A field of inquiry
Somiology is an interdisciplinary field of study focused on understanding as a biologically enacted, event-structured, and contextually situated phenomenon.
It integrates insights from:
- phenomenology (lived experience),
- biology and neuroscience (enactment and stabilization),
- education (learning environments),
- and design (conditions for meaning-making),
while remaining reducible to none of them.
Core orientation
Somiology begins from several foundational commitments:
- Understanding is not a thing stored in the mind, but an ability to enact meaningful patterns of activity.
- Meaning does not reside in symbols or representations; symbols become meaningful only when they evoke lived event-structures.
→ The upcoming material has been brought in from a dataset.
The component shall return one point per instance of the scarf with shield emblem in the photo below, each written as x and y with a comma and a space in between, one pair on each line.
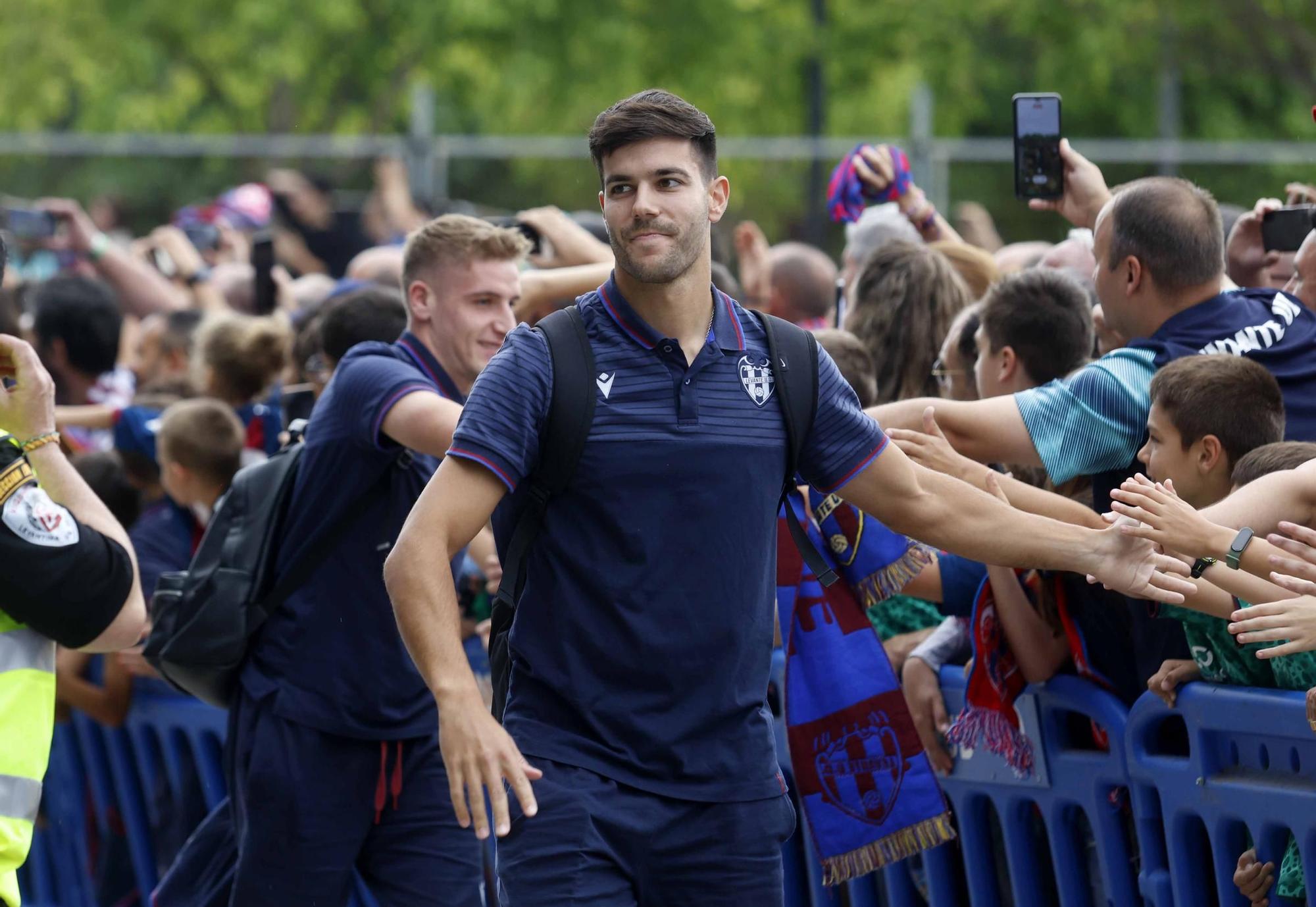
861, 776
- Understanding develops through biological stabilization across repeated and varied experiences.
- Context is not a background influence but a constitutive element of meaning itself.
In this view, what are often called “concepts” or “knowledge” are better understood as names for patterns of activity that must first be lived.
Events, not objects
Somiology treats events—not objects or abstract entities—as the basic unit of understanding.
An event is a coordinated unfolding of perception, action, intention, material engagement, affect, and context. Understanding consists in the nervous system’s ability to stabilize and flexibly re-enact such event-structures across situations.
This shift—from objects to events—has significant implications for learning, teaching, research, and assessment.